I got tired of sharing the drums with my cousin, so I learned how to play the guitar. Guitar was an instrument I knew no one else in my family, as far as the cousins were concerned, had the patience and determination to learn to do. I stayed with it and it became another love in the interim of me being a musician. I was blessed to grow in the process as being a musician. I suffered for being a guitar player. Playing since I was twelve.

My mom had a strict curfew for us at night. We had to be in bed my 8 p.m. to get up and go to school the next day. I would close the door to my bedroom and play my guitar with the TV on listening to the radio, trying to mimic everything I heard. I suffered for my instrument because my mom knew what I was doing and I got a whopping every time without fail. My mom says now, “It paid off.”

Did anyone inspire you musically, growing up?

Yes. Eddie Van Halen. My mom is a musician too, and an avid music lover. She’s a pianist. She still has the same albums. I was the nerdy kid that would pull the sleeve out of the albums and see who are the people playing, who produced the album, and looking at the lyrics.

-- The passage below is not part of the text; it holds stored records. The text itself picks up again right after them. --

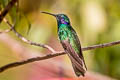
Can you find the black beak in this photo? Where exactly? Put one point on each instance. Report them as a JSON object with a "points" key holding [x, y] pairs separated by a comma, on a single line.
{"points": [[50, 14]]}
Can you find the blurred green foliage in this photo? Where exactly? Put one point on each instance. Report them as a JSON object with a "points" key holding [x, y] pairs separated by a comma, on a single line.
{"points": [[96, 21]]}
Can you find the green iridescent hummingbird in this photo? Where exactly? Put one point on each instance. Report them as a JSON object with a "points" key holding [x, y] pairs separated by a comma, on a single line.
{"points": [[70, 43]]}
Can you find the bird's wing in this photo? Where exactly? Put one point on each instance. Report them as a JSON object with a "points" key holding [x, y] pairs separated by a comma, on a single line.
{"points": [[77, 62]]}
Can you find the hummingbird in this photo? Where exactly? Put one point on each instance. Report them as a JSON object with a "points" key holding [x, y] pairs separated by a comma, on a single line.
{"points": [[71, 43]]}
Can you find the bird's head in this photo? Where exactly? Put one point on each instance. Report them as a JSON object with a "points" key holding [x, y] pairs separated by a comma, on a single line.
{"points": [[61, 18]]}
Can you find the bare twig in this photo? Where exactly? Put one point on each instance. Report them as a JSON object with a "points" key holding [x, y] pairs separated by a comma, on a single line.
{"points": [[7, 8], [26, 40], [15, 64]]}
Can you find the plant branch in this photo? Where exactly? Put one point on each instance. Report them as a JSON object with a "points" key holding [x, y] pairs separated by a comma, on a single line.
{"points": [[54, 53], [7, 9]]}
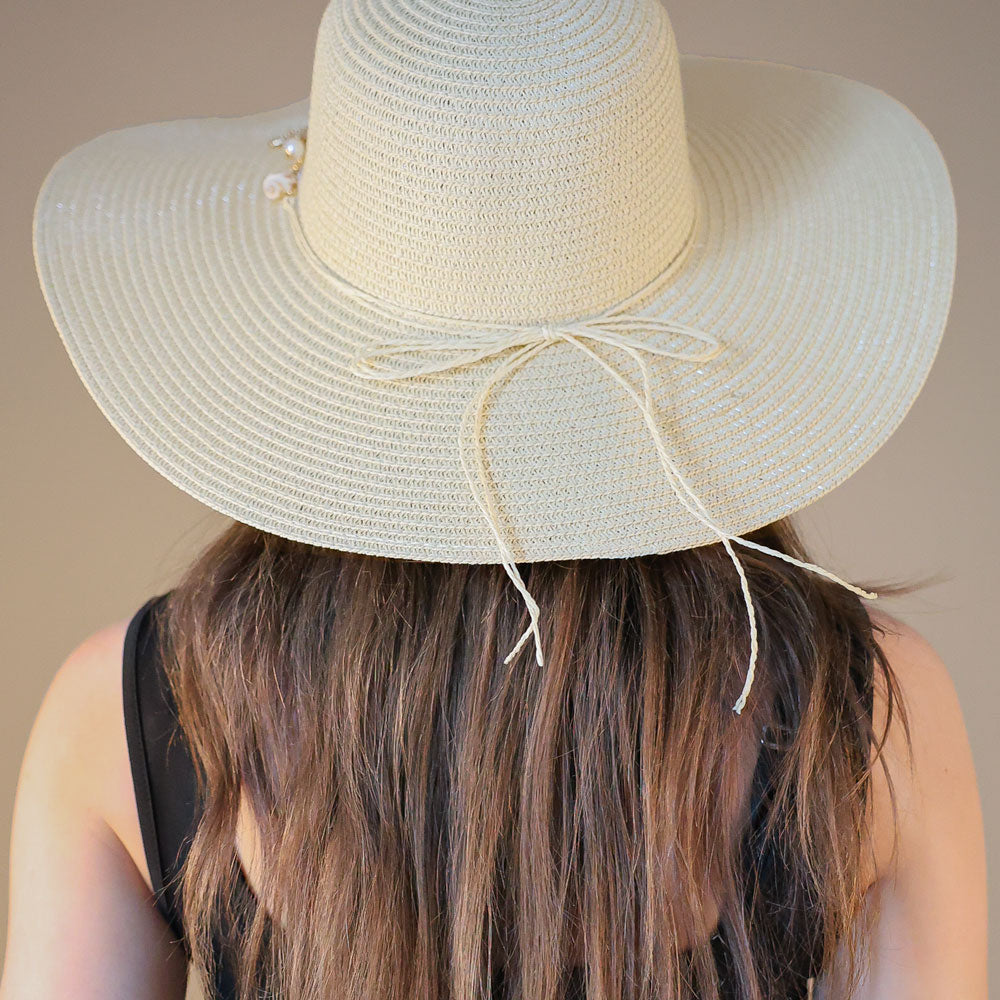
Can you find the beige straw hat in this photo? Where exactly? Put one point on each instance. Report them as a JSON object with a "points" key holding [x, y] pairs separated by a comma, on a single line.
{"points": [[516, 282]]}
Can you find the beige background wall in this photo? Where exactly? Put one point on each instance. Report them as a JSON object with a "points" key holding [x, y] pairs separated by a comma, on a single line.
{"points": [[89, 531]]}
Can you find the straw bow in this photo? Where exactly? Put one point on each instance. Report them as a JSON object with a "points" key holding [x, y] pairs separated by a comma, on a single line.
{"points": [[616, 331]]}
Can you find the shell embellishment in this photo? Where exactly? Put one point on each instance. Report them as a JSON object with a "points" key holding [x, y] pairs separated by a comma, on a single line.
{"points": [[285, 182]]}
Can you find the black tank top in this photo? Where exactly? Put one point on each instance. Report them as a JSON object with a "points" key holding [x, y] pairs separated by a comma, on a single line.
{"points": [[165, 791]]}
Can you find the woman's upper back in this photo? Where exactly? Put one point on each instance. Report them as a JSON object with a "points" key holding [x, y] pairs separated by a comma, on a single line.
{"points": [[930, 938]]}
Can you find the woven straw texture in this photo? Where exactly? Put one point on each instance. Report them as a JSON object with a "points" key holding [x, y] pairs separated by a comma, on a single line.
{"points": [[515, 161]]}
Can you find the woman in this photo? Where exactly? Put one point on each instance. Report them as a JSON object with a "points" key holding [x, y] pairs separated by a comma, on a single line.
{"points": [[514, 312]]}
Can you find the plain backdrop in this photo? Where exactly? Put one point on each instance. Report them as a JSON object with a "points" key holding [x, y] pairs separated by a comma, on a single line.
{"points": [[89, 531]]}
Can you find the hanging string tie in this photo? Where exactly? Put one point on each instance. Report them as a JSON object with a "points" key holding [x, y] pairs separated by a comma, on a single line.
{"points": [[616, 329]]}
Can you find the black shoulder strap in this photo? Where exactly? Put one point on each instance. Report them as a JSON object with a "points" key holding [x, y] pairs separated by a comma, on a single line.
{"points": [[162, 769]]}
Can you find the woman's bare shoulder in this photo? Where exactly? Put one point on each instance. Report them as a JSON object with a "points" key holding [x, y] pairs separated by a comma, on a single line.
{"points": [[928, 896], [80, 902], [80, 731]]}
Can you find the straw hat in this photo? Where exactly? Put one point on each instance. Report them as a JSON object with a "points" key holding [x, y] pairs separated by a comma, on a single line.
{"points": [[515, 282]]}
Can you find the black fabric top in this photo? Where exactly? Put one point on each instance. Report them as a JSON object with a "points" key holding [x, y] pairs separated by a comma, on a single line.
{"points": [[163, 775]]}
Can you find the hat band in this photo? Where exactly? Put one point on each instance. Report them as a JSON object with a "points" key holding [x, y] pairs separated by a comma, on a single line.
{"points": [[479, 341]]}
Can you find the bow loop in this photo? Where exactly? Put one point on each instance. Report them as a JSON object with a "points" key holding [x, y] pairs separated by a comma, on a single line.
{"points": [[629, 333]]}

Saturday mornings were the time when every African-American mom would clean up in the house, the whole entire Saturday. My mom had fun with it; she had a hairbrush and the lyrics to each song and would sing it. My mom was young; I think she was sixteen or seventeen when she had me. When I was old enough to walk and talk and understand the concept of simple things around the house, she was still young and acted young. What nineteen or twenty year old do you know would sing in the mirror with a hairbrush?

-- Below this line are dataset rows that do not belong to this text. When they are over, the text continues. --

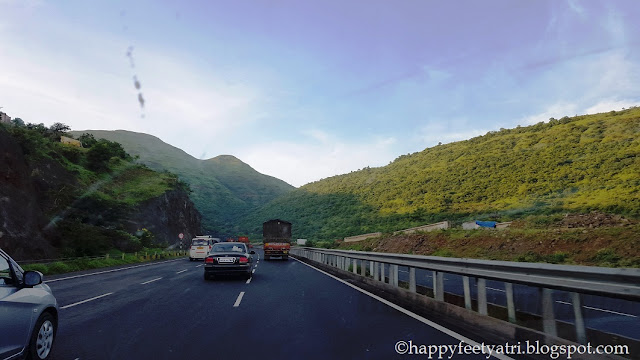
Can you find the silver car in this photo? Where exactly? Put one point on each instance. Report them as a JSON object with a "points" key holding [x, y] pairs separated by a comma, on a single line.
{"points": [[28, 313]]}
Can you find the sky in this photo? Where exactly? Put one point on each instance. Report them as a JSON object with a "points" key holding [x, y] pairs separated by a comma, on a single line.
{"points": [[304, 90]]}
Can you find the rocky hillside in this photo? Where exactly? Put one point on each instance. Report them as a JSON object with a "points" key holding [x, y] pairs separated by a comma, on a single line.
{"points": [[61, 200], [225, 189]]}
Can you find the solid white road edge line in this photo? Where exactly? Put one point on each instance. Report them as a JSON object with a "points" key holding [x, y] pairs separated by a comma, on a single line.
{"points": [[150, 281], [239, 299], [409, 313], [597, 309], [84, 301], [108, 271]]}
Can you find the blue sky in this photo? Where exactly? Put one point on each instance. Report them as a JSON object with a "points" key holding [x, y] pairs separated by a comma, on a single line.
{"points": [[303, 90]]}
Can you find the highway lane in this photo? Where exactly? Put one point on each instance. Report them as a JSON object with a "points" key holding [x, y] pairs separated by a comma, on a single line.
{"points": [[288, 310]]}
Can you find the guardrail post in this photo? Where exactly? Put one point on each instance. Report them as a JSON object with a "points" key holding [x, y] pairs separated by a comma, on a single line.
{"points": [[467, 292], [375, 270], [412, 279], [438, 285], [581, 334], [511, 307], [482, 296], [393, 274], [548, 317]]}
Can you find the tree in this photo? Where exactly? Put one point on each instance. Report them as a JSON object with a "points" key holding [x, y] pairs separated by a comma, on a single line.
{"points": [[18, 122], [57, 130], [100, 153], [87, 140]]}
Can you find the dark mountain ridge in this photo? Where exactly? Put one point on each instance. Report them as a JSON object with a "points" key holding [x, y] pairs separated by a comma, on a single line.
{"points": [[225, 189]]}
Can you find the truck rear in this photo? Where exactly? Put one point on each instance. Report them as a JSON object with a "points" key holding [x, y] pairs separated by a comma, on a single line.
{"points": [[245, 240], [276, 238]]}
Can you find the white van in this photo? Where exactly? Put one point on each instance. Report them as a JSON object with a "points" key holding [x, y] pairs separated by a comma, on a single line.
{"points": [[200, 247]]}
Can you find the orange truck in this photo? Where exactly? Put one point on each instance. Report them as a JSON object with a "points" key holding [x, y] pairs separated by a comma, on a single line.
{"points": [[244, 239], [276, 238]]}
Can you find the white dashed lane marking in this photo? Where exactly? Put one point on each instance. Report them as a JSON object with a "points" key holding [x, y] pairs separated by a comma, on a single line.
{"points": [[85, 301]]}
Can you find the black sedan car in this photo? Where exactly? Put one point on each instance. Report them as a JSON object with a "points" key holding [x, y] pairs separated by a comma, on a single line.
{"points": [[228, 258]]}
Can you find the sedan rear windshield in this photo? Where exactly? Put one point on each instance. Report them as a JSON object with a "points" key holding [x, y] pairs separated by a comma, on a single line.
{"points": [[222, 247]]}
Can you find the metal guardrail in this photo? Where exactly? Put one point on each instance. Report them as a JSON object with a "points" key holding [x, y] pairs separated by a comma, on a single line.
{"points": [[621, 283]]}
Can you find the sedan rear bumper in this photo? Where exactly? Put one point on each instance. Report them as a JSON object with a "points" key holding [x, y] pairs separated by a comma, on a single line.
{"points": [[227, 269]]}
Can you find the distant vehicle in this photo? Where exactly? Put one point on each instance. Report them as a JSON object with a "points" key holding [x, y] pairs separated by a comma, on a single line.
{"points": [[228, 258], [245, 240], [276, 237], [28, 313], [200, 247]]}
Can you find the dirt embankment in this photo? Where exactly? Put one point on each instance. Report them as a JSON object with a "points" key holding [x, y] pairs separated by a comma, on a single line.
{"points": [[586, 239]]}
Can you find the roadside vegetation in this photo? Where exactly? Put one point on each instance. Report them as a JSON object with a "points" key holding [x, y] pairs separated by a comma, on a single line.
{"points": [[570, 165], [87, 193], [114, 258], [593, 239]]}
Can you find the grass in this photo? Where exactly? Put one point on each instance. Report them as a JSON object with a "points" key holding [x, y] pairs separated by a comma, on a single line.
{"points": [[113, 258]]}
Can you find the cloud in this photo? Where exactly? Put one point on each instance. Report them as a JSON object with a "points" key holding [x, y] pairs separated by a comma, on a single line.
{"points": [[317, 155], [577, 8]]}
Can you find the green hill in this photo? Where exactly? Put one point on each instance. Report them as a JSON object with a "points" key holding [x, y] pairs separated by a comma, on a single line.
{"points": [[583, 163], [224, 188], [63, 200]]}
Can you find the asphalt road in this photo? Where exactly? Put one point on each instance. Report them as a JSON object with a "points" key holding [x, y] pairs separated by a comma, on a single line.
{"points": [[288, 310]]}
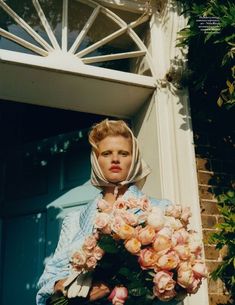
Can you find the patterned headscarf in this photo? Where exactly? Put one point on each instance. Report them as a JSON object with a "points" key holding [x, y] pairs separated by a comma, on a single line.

I looked at a j-card and saw the name “Eddie van Halen” and would hear him play and think, “Oh my god. Guitar could sound like this?”

I used to go to this music store called Dick’s Music. I would buy a pedal every month. My allowance was five bucks; I’d save up and go to Dick’s. The first pedal I bought was a chorus pedal; the second pedal I bought was a distortion pedal and from there, my love for guitar playing just evolved.

I started listening to cats like Phil Collen from Def Leppard, Buddy Guy, Stevie Ray Vaughan, Robert Cray… the rabbit hole just widened as I fell through.